Please go here, it has what you want.

http://www.harken.com/rigtips/back.php

I'd go with the fiddle blocks and 4:1 purchase. Remove the bottom end of the backstay, make a loop attach fiddle with jaw on bottom, and upper fiddle to newly made loop on existing backstay.

HOWEVER!!!!!!!!!

Note: Since the boats you are renting don't have adjustable backstay, please be very carefull as the mast might have "bending back" limitations, and you don't want to pay for it, do you?

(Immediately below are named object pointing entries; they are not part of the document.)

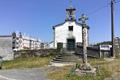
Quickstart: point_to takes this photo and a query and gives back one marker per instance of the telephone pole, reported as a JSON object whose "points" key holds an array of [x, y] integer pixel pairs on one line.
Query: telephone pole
{"points": [[112, 26]]}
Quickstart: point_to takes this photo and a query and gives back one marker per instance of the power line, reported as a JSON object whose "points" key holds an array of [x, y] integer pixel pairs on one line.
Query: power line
{"points": [[100, 8]]}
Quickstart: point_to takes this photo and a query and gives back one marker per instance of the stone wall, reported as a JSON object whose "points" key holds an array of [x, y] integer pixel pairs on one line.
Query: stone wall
{"points": [[94, 52], [32, 53]]}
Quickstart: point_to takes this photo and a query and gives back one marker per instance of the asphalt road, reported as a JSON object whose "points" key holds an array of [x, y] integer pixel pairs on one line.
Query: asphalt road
{"points": [[23, 74]]}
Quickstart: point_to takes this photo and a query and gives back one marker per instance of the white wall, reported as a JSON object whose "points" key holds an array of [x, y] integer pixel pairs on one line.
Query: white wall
{"points": [[62, 32]]}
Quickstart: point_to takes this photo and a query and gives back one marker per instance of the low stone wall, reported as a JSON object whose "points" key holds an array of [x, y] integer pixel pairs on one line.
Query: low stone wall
{"points": [[32, 53]]}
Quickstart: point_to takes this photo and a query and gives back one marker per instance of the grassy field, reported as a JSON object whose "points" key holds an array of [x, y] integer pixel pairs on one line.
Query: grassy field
{"points": [[106, 69], [29, 62]]}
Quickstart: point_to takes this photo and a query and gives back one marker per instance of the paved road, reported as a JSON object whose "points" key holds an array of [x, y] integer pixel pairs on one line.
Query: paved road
{"points": [[23, 74]]}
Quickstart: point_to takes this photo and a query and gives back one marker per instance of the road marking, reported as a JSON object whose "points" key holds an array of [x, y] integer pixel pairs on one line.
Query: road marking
{"points": [[6, 78]]}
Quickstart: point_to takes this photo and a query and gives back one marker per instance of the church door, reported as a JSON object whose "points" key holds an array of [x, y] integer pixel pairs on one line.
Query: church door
{"points": [[71, 44]]}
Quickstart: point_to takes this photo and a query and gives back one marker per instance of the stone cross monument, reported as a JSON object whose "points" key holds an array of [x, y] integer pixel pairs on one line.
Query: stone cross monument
{"points": [[85, 67], [84, 36]]}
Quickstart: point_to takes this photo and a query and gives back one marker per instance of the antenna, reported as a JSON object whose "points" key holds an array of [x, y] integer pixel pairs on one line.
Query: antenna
{"points": [[70, 2]]}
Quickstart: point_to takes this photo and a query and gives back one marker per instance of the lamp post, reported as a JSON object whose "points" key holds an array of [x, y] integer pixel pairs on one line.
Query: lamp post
{"points": [[112, 27]]}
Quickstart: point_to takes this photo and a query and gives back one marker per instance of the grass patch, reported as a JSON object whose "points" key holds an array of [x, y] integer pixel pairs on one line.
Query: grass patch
{"points": [[29, 62], [106, 69]]}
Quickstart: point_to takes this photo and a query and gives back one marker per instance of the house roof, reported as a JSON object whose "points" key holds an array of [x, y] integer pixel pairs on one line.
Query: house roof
{"points": [[70, 21]]}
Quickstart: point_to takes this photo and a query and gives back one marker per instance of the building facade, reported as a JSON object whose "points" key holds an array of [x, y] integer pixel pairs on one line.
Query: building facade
{"points": [[15, 42], [69, 33]]}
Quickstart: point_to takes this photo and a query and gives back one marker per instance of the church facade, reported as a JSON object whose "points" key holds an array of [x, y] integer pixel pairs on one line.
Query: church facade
{"points": [[69, 33]]}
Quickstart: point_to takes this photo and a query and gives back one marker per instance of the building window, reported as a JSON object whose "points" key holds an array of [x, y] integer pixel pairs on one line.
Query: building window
{"points": [[70, 28]]}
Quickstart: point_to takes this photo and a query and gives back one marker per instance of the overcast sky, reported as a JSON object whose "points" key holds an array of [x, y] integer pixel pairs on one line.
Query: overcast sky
{"points": [[36, 17]]}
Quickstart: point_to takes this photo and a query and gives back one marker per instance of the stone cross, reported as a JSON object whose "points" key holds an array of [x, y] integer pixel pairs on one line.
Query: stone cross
{"points": [[83, 19]]}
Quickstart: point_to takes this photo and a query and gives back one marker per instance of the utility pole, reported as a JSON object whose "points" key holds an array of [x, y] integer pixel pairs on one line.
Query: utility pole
{"points": [[112, 26]]}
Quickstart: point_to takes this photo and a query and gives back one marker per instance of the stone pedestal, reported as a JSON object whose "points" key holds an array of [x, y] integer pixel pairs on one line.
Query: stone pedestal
{"points": [[85, 69]]}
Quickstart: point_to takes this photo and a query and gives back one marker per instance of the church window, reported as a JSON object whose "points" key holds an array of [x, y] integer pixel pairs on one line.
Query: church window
{"points": [[70, 28]]}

Also, here is a simple fix, not as "stretch resistant" as a real backstay, but if the boat has a supplementary main halyard, (or similar) just tie it to the stern, as centered as possible, and use it as a backstay.

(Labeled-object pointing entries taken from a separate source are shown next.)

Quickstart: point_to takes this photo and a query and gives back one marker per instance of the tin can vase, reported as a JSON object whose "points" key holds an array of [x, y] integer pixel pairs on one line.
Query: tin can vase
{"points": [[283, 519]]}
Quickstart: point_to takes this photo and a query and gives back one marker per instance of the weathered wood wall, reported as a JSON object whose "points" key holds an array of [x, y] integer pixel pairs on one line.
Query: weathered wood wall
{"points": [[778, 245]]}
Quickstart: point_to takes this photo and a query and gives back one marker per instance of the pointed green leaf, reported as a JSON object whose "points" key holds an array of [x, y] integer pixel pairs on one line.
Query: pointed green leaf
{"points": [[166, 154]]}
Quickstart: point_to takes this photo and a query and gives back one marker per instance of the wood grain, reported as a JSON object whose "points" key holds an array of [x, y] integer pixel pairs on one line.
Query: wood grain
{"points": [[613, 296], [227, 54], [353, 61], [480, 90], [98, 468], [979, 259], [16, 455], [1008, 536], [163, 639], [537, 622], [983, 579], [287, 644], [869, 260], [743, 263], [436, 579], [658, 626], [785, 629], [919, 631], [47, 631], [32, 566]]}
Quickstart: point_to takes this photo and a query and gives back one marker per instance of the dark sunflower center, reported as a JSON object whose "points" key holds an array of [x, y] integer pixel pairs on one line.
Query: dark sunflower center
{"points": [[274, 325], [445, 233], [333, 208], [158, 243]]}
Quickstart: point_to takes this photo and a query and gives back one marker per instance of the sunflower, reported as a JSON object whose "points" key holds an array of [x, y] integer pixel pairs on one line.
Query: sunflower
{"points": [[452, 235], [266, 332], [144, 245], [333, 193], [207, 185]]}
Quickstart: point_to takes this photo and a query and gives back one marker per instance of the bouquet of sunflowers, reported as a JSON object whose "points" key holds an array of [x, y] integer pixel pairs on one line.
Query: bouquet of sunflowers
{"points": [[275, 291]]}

GO EASY ON IT, chances are those masts aren't prepared for that.

What boat is it?


----------



## sailingdog (Mar 19, 2006)

UMMM... Why would you want to do this, especially on boats you don't own. Also, most charter boat companies frown upon people messing with the rig and you could find yourself blacklisted if caught doing so....


----------



## Giulietta (Nov 14, 2006)

SD,

I think, (must have read somewhere) he might be "racing" with it....

am I wrong????


----------



## sailingdog (Mar 19, 2006)

Nope...didn't see anything about racing it...or that he owns it... and modifying the rigging on a boat you don't own is generally not a good idea.


----------



## bkw (Aug 20, 2006)

thanks for your replies.
i am racing and right now the guys use rope tied around the splits and pull down on it.
i just want something that works a little smoother.
of course if i break something i will be responsible.


----------



## bkw (Aug 20, 2006)

have they turned off instant email feature today?


----------



## sailingdog (Mar 19, 2006)

You don't want a running backstay, but a backstay tensioner. CS Johnson makes one for split backstays...Look here.

BTW, Running backstays aren't what you're describing... A good description of a running backstay is here.


----------